If you’ve noticed that the amount of homework your child receives on a daily basis is significantly less than the workload you received when you were in grade school, you’re not alone. Many schools have been reviewing their homework policy over the last few years and replacing the notion of “more is better” with value-based homework practices.
However, educators want parents to know that less homework doesn’t equal a less educated student. To further examine this change in education, we talked with Richard McIntosh, Deputy Head of Junior School at Dulwich College Beijing, about how much homework kids should be getting, what meaningful homework looks like, and how you can best support your child’s learning after school hours.
So how much homework should kids be doing on average? According to McIntosh, no school could ever come up with an average that every member of the school community would be entirely satisfied with. “It’s important to recognize that homework is not just busy work… when homework lacks purpose, that’s the kind of thing that can frustrate students…,” he says. “Homework should be intentional, it should be adding value, [and] value cannot be measured in terms of minutes spent on homework. It’s about what skills are being developed and what kids are gaining from it.”
McIntosh notes that if a piece of homework is purposeful, then there should be an appropriate time frame set to complete that task. “Some of the most exciting and creative homework tasks [at Dulwich] are quite open-ended – teachers will set an objective and students will have some agency of how to do that task. There is potential that somebody could spend hours on a small research task so we do set some clear guidelines and the amount of time we would expect them to spend on it, depending on the year group. That means if it’s purposeful and adding value and enhancing the experience, it could actually be done within that time frame set in the context of what should be a well-rounded home experience.”
To give a specific example, McIntosh shares with us a “Learning Log” assignment his son and the rest of Year 5 recently completed at Dulwich. As part of Year 5’s studies on “Champions for Change: People who have made a significant impact on the world and promoted change,” students were asked to research someone that they considered a champion of change and present it to their class. The estimated time the school sets for these “Learning Logs” at the Year 5 level is about 30 minutes. He explains, “In theory, you could spend 20 hours on a project like that, but we set guidelines. The focus is not just on facts such as when these people were born, but in this example, how they were leaders of change.” For McIntosh, this assignment is an excellent example of an appropriate, meaningful homework task that allows kids ownership over their learning and develops research and presentation skills.
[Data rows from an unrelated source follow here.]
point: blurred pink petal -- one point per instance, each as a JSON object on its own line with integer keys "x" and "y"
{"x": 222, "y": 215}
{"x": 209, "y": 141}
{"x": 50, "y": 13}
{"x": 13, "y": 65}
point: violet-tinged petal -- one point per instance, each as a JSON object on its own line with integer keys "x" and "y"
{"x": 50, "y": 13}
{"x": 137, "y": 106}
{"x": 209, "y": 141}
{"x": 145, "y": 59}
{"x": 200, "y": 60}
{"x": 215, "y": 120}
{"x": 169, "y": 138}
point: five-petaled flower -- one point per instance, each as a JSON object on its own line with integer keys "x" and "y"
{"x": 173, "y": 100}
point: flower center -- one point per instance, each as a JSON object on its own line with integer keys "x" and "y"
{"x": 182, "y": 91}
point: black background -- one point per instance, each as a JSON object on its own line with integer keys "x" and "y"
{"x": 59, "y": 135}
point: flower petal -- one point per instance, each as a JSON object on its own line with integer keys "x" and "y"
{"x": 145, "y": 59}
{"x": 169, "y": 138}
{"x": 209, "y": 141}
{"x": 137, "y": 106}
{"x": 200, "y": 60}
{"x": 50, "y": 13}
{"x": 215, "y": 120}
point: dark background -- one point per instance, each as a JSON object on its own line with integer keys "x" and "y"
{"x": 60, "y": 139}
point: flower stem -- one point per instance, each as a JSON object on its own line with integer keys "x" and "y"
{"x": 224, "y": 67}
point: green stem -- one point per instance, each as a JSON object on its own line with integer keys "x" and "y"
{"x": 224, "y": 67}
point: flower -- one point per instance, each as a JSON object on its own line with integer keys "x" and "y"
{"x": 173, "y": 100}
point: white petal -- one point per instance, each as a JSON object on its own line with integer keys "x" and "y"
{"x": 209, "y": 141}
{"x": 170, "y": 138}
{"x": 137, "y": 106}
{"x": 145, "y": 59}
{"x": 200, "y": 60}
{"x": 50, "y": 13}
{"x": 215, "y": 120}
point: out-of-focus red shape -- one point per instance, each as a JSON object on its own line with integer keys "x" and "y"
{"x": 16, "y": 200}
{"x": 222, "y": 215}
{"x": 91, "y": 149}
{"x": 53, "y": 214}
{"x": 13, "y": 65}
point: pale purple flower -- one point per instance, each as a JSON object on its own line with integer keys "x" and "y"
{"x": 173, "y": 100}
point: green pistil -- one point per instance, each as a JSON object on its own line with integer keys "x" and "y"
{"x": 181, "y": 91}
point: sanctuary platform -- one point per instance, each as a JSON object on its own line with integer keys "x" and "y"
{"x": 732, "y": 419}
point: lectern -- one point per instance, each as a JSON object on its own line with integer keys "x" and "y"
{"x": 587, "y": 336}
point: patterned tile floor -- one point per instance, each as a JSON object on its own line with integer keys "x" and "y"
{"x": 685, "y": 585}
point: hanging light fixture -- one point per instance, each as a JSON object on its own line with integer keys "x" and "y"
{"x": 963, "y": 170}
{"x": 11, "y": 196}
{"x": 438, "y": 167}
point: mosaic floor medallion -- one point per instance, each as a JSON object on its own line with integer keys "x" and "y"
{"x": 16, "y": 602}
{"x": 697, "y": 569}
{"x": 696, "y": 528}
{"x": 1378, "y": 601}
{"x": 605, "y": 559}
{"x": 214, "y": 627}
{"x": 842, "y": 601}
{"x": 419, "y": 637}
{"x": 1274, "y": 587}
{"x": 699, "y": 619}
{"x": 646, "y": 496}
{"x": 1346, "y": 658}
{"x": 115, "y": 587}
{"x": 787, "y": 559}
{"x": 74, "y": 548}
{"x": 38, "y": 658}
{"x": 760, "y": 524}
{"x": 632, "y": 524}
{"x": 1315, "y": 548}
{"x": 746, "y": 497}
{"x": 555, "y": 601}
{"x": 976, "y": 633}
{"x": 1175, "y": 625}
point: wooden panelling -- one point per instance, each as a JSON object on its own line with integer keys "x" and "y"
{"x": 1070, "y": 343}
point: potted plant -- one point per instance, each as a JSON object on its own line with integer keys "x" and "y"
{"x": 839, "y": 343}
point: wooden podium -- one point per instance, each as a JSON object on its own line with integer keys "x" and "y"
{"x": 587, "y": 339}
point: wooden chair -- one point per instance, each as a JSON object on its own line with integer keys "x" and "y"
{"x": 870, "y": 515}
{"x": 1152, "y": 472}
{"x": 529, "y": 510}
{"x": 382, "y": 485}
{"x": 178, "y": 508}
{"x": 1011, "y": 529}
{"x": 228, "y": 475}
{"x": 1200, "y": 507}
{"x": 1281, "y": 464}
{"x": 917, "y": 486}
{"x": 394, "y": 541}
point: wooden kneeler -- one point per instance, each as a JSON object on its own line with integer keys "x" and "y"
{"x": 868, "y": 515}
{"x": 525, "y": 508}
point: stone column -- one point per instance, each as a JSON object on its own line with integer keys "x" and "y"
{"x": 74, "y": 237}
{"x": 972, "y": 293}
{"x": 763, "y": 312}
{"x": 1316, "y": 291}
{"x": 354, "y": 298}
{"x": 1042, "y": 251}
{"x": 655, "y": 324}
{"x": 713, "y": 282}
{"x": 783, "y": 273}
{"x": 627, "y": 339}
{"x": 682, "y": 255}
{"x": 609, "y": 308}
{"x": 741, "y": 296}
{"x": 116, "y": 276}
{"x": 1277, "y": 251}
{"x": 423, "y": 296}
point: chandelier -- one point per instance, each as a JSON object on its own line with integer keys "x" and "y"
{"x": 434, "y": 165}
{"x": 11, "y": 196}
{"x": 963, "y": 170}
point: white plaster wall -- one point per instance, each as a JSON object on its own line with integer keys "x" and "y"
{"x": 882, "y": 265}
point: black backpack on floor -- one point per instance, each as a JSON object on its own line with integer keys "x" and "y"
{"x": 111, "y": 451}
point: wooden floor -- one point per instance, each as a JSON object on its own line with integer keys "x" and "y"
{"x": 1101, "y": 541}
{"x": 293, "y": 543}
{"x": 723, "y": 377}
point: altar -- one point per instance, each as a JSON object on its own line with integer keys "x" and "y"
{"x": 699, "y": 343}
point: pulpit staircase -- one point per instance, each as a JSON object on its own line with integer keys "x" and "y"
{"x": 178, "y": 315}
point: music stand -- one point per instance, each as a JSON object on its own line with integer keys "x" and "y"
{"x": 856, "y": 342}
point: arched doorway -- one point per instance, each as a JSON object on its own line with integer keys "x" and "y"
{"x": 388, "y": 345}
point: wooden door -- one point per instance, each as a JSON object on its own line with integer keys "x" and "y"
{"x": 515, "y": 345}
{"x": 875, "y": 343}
Another factor that influences the amount of homework given at Dulwich is the school’s commitment to its students’ well-being. Homework assignments are set in the context that downtime and time for family are also important. “We’re not setting a homework task expecting it will take all evening or a weekend,” McIntosh says.
That being said, McIntosh points out that some homework assignments are great activities for family time and partnership between parents and child. At Dulwich, children are expected to read for 10-15 minutes at least three times a week. “Besides being valuable in an educational sense, spending time having your child read to you or reading with your child is quality time,” he says. As a father of two boys, he remembers bonding with his sons over the first books they brought home from school. “Sometimes you might explain a word to your child or sometimes you might see a word you don’t know so it’s an opportunity to learn together”.
We asked McIntosh what else parents can do to support their child’s learning outside of school hours. In general, he believes parents can focus on building curiosity and a love of learning. To take part in furthering their child’s knowledge of school subjects, he recommends that parents simply ask their child questions about what they are learning in class and transition the questions into a topic-specific conversation.
Richard McIntosh, Deputy Head of Junior School,
Dulwich College Beijing
As a parent, McIntosh admits that sometimes children claim they “can’t remember” what they did in school some days. If your child doesn’t remember what they did in school, McIntosh recommends taking advantage of curriculum overview resources schools put out for parents. Parents can use these materials to ask more specific questions instead of asking about the general day. At Dulwich, every few weeks a current topic review pamphlet goes out to each parent so they can follow their child’s studies. The pamphlet includes keywords, learning objectives, links to useful websites, and discussion points that parents can use to engage their child further. If your child’s school doesn’t provide something like this, a simple peek at your child’s agenda and some research on your part can also help you to ask more specific questions to jog your child’s memory, stimulate their curiosity, and test their understanding in a meaningful way.